As Trinidad and Tobago urges collaboration with Guyana to ensure regional energy security, Vice President Bharrat Jagdeo says that this country will continue to explore cooperation with the twin island republic and Suriname as immediate demand is for refined petroleum products which it doesn’t have.
“I do believe there are synergies between Guyana, Trinidad and Suriname and that is why we are always leaving options open [for] the possibilities of collaborating in these areas because they can deal more with the production and processing of gas etc. The other countries are small and have more demand for refined products … So we will have to look, in the future, at how we can deal with those,” said the Vice President, who also holds responsibility for energy policies, when asked about this country’s plans for regional energy security.
“We get our oil share in the form of crude …we can do tolling at some stage when we become more sophisticated, have it refined and brought back maybe … but that is as you get more crude and are more sophisticated,” he added.
Trinidad and Tobago’s Prime Minister Keith Rowley and that country’s Minister of Energy Stuart Young underscored collaboration and using their existing infrastructure to help in the energy security process.

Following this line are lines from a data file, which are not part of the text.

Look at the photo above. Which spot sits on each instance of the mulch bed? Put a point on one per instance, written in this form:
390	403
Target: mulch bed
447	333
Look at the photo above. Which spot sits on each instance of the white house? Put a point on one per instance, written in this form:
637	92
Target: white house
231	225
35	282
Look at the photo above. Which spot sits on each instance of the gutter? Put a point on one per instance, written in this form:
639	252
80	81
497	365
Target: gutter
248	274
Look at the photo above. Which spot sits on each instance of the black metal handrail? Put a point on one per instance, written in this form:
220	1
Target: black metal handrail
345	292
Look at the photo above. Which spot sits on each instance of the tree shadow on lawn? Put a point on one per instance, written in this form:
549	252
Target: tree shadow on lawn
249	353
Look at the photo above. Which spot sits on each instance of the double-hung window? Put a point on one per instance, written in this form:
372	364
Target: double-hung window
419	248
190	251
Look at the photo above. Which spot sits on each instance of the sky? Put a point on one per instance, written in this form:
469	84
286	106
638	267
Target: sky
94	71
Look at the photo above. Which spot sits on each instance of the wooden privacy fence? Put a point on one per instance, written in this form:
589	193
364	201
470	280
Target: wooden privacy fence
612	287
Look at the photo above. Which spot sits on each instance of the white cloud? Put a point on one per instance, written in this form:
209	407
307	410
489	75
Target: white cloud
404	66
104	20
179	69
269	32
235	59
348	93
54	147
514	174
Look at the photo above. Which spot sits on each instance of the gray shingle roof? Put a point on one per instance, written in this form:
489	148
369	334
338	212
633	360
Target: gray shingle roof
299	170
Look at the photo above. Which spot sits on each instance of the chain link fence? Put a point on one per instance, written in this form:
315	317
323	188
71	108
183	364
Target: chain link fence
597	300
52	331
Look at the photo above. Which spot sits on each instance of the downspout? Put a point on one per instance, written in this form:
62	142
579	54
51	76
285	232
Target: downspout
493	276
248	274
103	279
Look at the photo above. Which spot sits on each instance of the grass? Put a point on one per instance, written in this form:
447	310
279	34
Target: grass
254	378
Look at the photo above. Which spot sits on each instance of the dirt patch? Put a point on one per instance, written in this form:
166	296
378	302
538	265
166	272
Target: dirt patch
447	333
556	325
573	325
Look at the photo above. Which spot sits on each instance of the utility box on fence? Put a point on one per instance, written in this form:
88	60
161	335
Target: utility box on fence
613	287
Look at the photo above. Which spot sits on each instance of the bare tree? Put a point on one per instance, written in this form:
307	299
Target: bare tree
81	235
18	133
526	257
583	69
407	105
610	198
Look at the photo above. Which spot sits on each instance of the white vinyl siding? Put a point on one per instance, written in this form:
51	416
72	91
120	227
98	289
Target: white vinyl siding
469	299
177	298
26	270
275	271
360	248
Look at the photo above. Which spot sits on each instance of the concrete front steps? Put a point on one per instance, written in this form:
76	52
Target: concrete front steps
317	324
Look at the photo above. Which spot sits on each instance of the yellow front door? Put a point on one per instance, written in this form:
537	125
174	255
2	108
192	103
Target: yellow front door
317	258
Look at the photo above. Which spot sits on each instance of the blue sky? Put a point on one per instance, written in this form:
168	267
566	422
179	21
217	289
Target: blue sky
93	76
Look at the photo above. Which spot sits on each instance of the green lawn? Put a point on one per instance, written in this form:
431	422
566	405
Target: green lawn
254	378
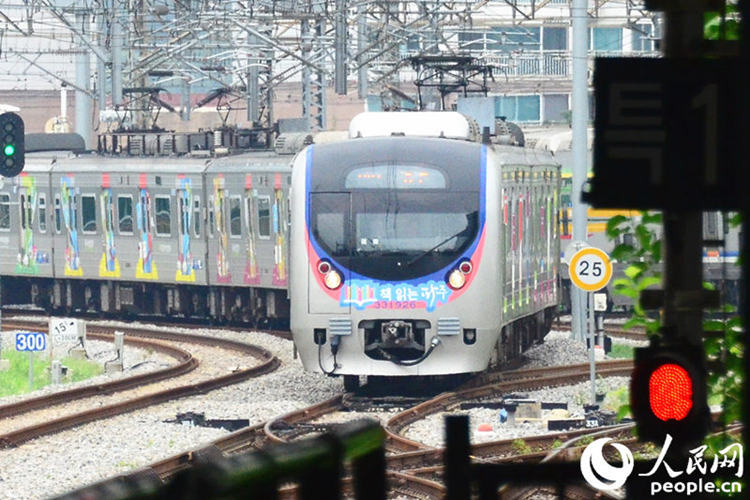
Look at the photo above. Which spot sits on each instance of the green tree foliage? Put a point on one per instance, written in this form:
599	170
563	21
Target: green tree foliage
722	27
640	252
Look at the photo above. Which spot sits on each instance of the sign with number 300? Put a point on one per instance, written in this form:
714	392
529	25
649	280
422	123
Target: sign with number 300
31	341
590	269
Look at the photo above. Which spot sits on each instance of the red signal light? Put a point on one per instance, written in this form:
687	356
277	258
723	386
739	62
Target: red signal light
670	392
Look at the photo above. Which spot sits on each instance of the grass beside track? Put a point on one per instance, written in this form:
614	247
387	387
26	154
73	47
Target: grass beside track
16	379
621	351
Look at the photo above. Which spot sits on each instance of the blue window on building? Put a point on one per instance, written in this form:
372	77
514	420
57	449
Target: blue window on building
607	40
641	38
524	108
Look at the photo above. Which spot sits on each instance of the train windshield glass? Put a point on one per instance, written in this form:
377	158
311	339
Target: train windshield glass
395	234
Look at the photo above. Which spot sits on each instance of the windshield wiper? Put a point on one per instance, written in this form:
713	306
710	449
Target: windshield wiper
428	252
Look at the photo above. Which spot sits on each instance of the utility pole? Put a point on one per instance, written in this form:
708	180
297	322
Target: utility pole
580	108
83	77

“I have one simple question: Out of the 640,000 plus barrels of oil per day that is being produced by Guyanese natural resources, owned by the people of Guyana, how much of that is actually being utilized for the energy security of the region?” Young asked as he delivered his address to the just concluded energy conference which was held at the Marriott Hotel.
He said that his country also has gas processing facilities that can be used. “Our ability, in Trinidad, to produce more LNG is there, because we have existing capacity at our plants and what we are looking for is access to proven reserves of gas. That can be and must be an important part of the solution for the other Caricom islands, as they move to changing out or updating their energy production and electricity production, because they can use LNG and use natural gas for the production of their electricity. It is more efficient and it is part of the transition and there is a supply coming from Trinidad, but we must have access to those proven reserves of gas,” he expressed.
The Trinidad and Tobago Energy Minister said that if discussions and questions are focused on making those investments a reality, the people will see it can work.
“How long would it take for the people who own those resources to get the returns of revenue? Wouldn’t you have to offer tax holidays? Wouldn’t you have to offer moratorium? Wouldn’t you have to offer incentives to the expenditure of those billions? Wouldn’t you then have to put down the type of infrastructure for the shipping… as opposed to if we were to collaborate? For example, right there in Trinidad, there is the existing plugins; send your gas resources and you will see your returns immediately. No wait, no moratorium, no need for incentives and immediate returns on your natural resources, which you then use for infrastructure in your countries as a return for the people of your respective countries,” he said.
“My message is a simple one; it is about taking responsibility for our destiny,” he added.
Using part of its oil share to be refined in Trinidad is not an immediate plan either, Jagdeo said, given that the country’s refinery has been out of use since 2018 and the feasibility of getting it up again through private sector effort has not been explored.
“We are entitled to a number of barrels of crude as part of profit oil. We sell those basically through a marketing arrangement that is publicly tendered at a benchmark. We don’t refine products here. The demand for the region is for refined products. Most of the other countries have a need for refined products so that excludes everything else, except Trinidad and Tobago, he said.
“That refinery has been mothballed since 2018. We don’t know what it will take right now to rehabilitate that and to bring it into production and whether that is the most feasible thing to do, especially in light of people being able to import fuel from external forces and not pay the external tariffs. At this stage, we can talk about it.”
As it relates to gas, Jagdeo said that Guyana’s strategy and plans will also take into account monetizing the associated gases that are in excess but that is not the immediate focus, since meeting local demand for citizens takes priority. He explained that ExxonMobil has consistently said that it prefers to use the gas for offshore works so a lot of how much gas will be available must be determined with the US oil major in those discussions.
He said monetizing the gas resources will need private sector investors to drive that initiative because the government will not use state resources to undertake studies, such as best configuration methods for processing the gas or which country to bring it from, for private sector investments . “This will be privately driven…,” he stressed.
“We can’t get a project between the Government of Guyana and the Government of Trinidad, you have to get investors. That is the approach we are taking. It is something that will be examined but the timing has to be when we are moving forward with the project,” Jagdeo said.